Ser pai é saber que um dia o corpo se vai, mas o cheiro fica.

É compreender que, enquanto houver um filho que, ao fechar os olhos, possa lembrar de como era estar no seu abraço, você não terá desaparecido de verdade. E que esse é o maior legado: ser lembrado não apenas pelo que fez, mas por quem foi, no mais íntimo e simples ato de existir.

Neste Dia dos Pais, honro cada homem que, antes de mim, carregou o cheiro da paternidade e luto para que eu seja ao menos um frasquinho do perfume mais caro que não se vende por aí. Neste domingo, Dia dos Pais, eu tenho a honra e a glória de abraçar o meu pai, firme e forte em sua jornada. Meu pai também abraçará meu filho, que carrega o nome de meu avô, Vicente, que de alguma forma, permitirá que o filho abrace também o pai mais uma vez. Essa é a beleza do cheiro da família, ele muda de corpo, mas permanece.

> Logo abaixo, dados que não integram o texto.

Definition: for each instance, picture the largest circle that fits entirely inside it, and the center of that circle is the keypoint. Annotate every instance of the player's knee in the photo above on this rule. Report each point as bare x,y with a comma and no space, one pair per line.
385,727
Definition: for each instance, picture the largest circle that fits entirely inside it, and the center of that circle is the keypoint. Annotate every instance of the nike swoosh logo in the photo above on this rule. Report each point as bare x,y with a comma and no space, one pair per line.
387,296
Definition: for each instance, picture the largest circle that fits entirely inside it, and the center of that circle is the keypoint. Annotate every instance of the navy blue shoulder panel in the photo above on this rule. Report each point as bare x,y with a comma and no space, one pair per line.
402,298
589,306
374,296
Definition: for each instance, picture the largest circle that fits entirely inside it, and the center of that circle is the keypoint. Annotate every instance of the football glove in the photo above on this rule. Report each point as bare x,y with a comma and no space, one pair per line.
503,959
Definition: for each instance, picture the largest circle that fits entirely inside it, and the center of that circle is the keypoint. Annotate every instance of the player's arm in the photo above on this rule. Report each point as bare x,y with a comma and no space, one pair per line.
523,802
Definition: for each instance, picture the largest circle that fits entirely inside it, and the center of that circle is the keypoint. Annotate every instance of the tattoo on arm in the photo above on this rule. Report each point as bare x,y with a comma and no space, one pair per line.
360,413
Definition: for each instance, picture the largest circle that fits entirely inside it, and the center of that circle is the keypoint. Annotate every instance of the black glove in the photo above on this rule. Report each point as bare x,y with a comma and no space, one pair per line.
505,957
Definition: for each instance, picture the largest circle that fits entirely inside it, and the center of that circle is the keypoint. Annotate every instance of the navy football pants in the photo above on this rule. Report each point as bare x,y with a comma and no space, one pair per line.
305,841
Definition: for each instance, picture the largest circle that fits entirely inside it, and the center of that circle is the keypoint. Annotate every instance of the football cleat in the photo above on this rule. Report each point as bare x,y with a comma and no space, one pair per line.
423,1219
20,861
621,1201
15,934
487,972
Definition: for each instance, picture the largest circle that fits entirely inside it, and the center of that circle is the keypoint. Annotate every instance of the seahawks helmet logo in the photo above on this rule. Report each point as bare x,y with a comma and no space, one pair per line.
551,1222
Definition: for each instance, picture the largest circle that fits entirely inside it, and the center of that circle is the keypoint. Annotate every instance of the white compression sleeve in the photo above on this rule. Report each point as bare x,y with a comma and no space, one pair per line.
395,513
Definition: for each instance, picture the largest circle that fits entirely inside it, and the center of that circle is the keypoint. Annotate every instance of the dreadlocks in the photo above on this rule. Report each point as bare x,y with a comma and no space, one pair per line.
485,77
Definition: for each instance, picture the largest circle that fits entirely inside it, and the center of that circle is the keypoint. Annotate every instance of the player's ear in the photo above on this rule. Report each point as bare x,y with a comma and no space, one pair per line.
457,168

Então aos que vieram antes de mim partindo do meu pai, a minha saudação: Oclaricio Bomba, Vicente Bomba, Camillo Bomba, Tommaso Bomba, Donato Antonio Bomba, Giuseppe Bomba e Giosafatto Bomba, o último documentado pelos registros, meu hexavô falecido em 1804. E só falei dos que carregaram o nome Bomba, pois eu sou a soma de tantos outros cheiros que não caberiam em uma só folha.

Que Deus, que é também o nosso Pai, o primeiro e maior de todos, espalhe o seu cheiro abençoando todos os pais neste dia tão especial.

E, por fim, deixo a pergunta: qual é o cheiro que você lembra e qual vai deixar?